In reaching the figure of 27 years the trial judge had regard to the case of Mitchell v HM Advocate 2012 JC 13, in which Luke Mitchell was sentenced to life with a 20-year punishment part after trial for the murder of Jodi Jones; the appellant being just under 15 years old at the date of the murder and the deceased being 14 years old.
The judge also had regard to the English case of R v Cornick  EWCA Crim 110, in which Will Cornick was sentenced to a minimum of 20 years after pleading guilty to killing a teacher when he was 15 years and 10 months old – reduced from a starting point of 25 years to reflect age, guilty plea and mental health.
However, counsel for Campbell argued that the punishment part selected by the trial judge bore too great a resemblance to what would have been imposed on an adult, rather than a child, and was thus “excessive”.
It was accepted that the crime was an “uncommonly grave one” which, for an adult, would have attracted a substantial punishment part, and that it was an “appalling and heinous offence”.
But it was submitted that the trial judge placed “undue weight” on the “pessimistic assessment” of the appellant’s ability to change as set out in psychologist Dr Gary Macpherson’s report, which was more a question of future risk than an aggravation to be reflected in the punishment part.
In particular and by inference from his sentencing remarks, it was argued that the trial judge “erred” in concluding that the challenges apparent in modifying the appellant’s thinking and behaviour reduced the effective mitigatory value of his youth for such terrible offending.

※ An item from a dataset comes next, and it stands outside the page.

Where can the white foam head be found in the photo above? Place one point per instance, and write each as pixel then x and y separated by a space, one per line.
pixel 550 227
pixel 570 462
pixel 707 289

Further, and in any event, it was submitted that the trial judge erred in taking account of the sentence in R v Cornick, which was determined in the setting of a sentencing regime where the starting point for knife crime, set in Scotland by reference to HMA v Boyle 2010 JC 66, was much higher than in this jurisdiction.
Allowing the appeal, the judges observed that even the most experienced judge may find it difficult to identify where that balance lies between setting an appropriate punishment part to meet the requirements of retribution and deterrence and assessing future risk to the public.
‘Mitigatory effect of youth’
Delivering the opinion of the court, the Lord Justice Clerk said: “In the present case, whilst we are satisfied that the trial judge was searching for this balance, we have reached the conclusion that the detailed information suggesting the extent to which the appellant is likely to present a future risk, coupled with the appalling nature of the crime and the bleak prospects for change, led the trial judge to make inadequate allowance for the mitigatory effect of youth, even in such a shocking offence as the present.
“Acknowledging as we have done the difficulty in comparing one case with another, from these cases it can be seen that even for an adult a punishment part of 27 years would be reserved to mark only very serious crimes. One would expect the sentence on a youth for comparable crimes to be proportionately lower.”
Lady Dorrian concluded: “Against the cases to which we have made reference, a punishment part in excess of 20 years was plainly merited. We have concluded that a punishment part of 24 years would be appropriate to reflect the appellant’s youth. We will accordingly allow the appeal to the extent of substituting that period for the sentence imposed.
“As with all punishment parts, this is not an indication of the date when the appellant will be released. It specifies rather the period which must pass before the appellant may even apply for parole.
“As the trial judge had observed, and as was recognised by counsel for the appellant, ‘whether [the appellant] will ever be released will be for others to determine but as matters stand a lot of work will have to be done to change [the appellant] before that could be considered. It may even be impossible’.”